Review: Present Music's Inspiring Thanksgiving Concert
The Present Music Sunday afternoon Thanksgiving concert at the Cathedral of St. John the Evangelist was thoughtful, engaging, and even inspiring, emphasizing choral music and featuring various performers from the community, as has been the custom for this event.
The premiere of a stirring new piece commissioned by Present Music was the highlight. Brooklyn based composer Christopher Cerrone (b. 1984) chose lyrical poetry full of imagery by James Wright to set for the seven movements of The Brand Will Not Break, for voices, piano, string quartet and percussion. Cerrone’s writing for voices is remarkable, a talent few composers possess. He works simple material as it is repeated, layering it, changing its harmony, texture and context. Each movement was an evolving sonic journey.

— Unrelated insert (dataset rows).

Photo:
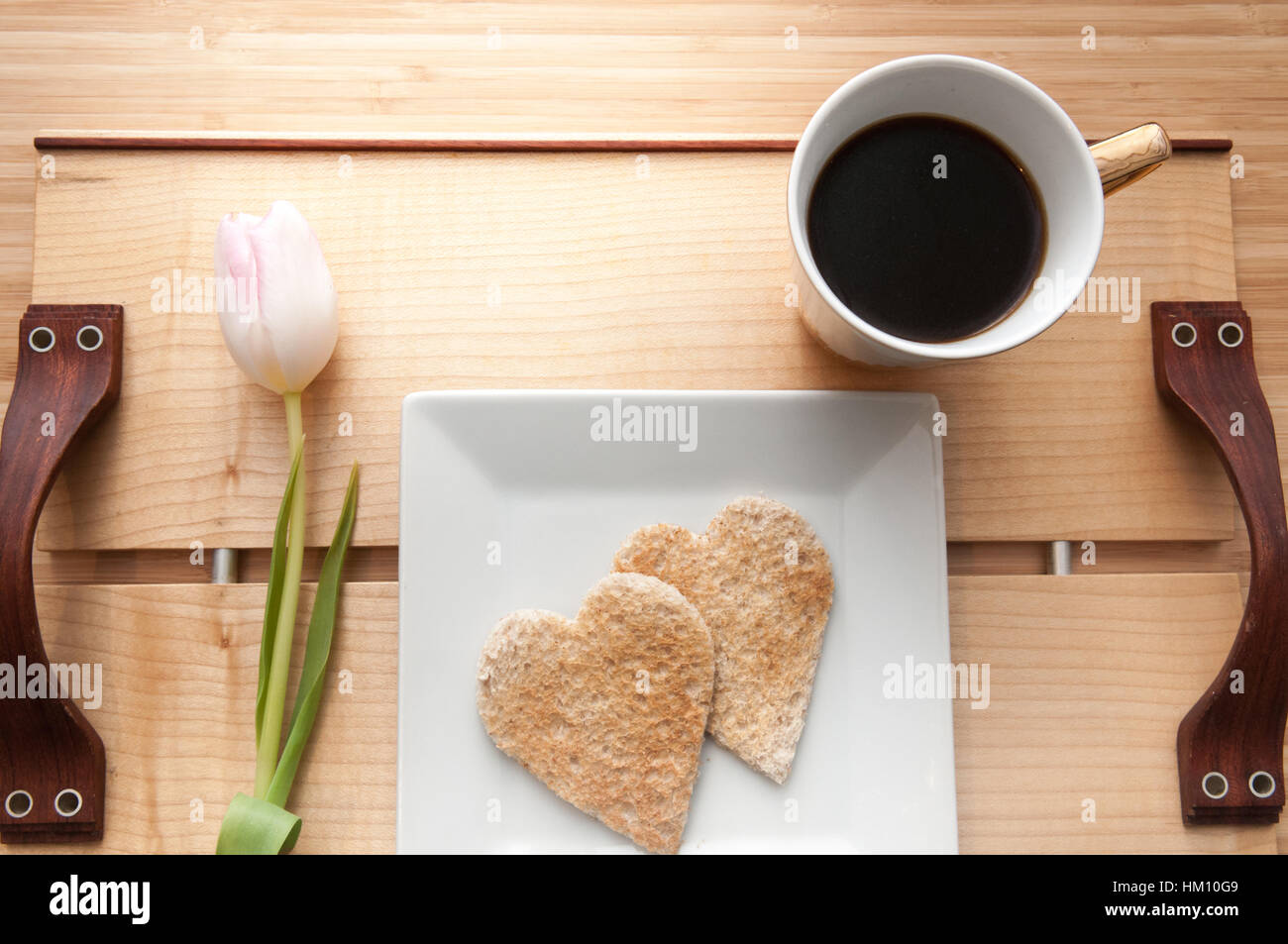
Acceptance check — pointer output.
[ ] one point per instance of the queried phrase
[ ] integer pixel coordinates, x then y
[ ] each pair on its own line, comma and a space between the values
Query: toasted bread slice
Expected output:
763, 583
609, 708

The moody contemplation at times rose to grand climaxes. The last movement is the gentle optimism of a nature scene on a Minnesota prairie. I can’t remember the last time I felt so wiped out by music, almost moved to sobs as the Hearing Voices ensemble of eight singers built to a relentless crescendo. The audience responded with an unusually long ovation.
Organist Karen Beaumont raised the rafters with the ecstatic energy of Jehan Alain’s Litanies. Caroline Shaw’s From Rivers was catchy, friendly and very attractive, sung by the fresh voices of the Arrowhead High School Choir and their teacher Grace Bielski as soloist.

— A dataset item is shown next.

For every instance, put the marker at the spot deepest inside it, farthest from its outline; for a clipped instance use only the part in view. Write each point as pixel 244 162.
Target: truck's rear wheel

Composer Robert Honstein (b. 1980) created the luscious, modal O Lucidissima Apostolorum turba, for voices, cello and organ, based on a 12th century chant by Hildegard von Bingen. The beautiful singing of the Hearing Voices ensemble and Collegium Ladyes was joined by the free and expressive sound of soprano soloist Chelsie Propst.

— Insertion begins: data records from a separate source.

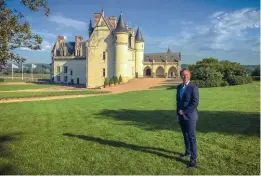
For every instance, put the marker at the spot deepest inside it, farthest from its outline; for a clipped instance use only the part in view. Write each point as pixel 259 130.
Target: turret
pixel 90 28
pixel 121 48
pixel 139 46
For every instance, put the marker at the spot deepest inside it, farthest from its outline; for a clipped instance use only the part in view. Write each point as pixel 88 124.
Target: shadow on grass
pixel 150 150
pixel 6 169
pixel 228 122
pixel 165 87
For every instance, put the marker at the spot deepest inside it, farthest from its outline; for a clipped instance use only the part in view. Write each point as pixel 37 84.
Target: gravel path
pixel 133 85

John Cage’s Apartment House 1776 was marvelously fun cacophony, with the stately contralto of Laura Snyder, various choruses, instrumental soloists and ensembles each doing its own music, like listening to 20 radio stations at once. The Bucks Native American Singing and Drumming Group, a PM tradition, began and ended the program in rousing fashion. Artistic director Kevin Stalheim deserves enormous credit for conducting the program, and even more for putting this terrific concert together.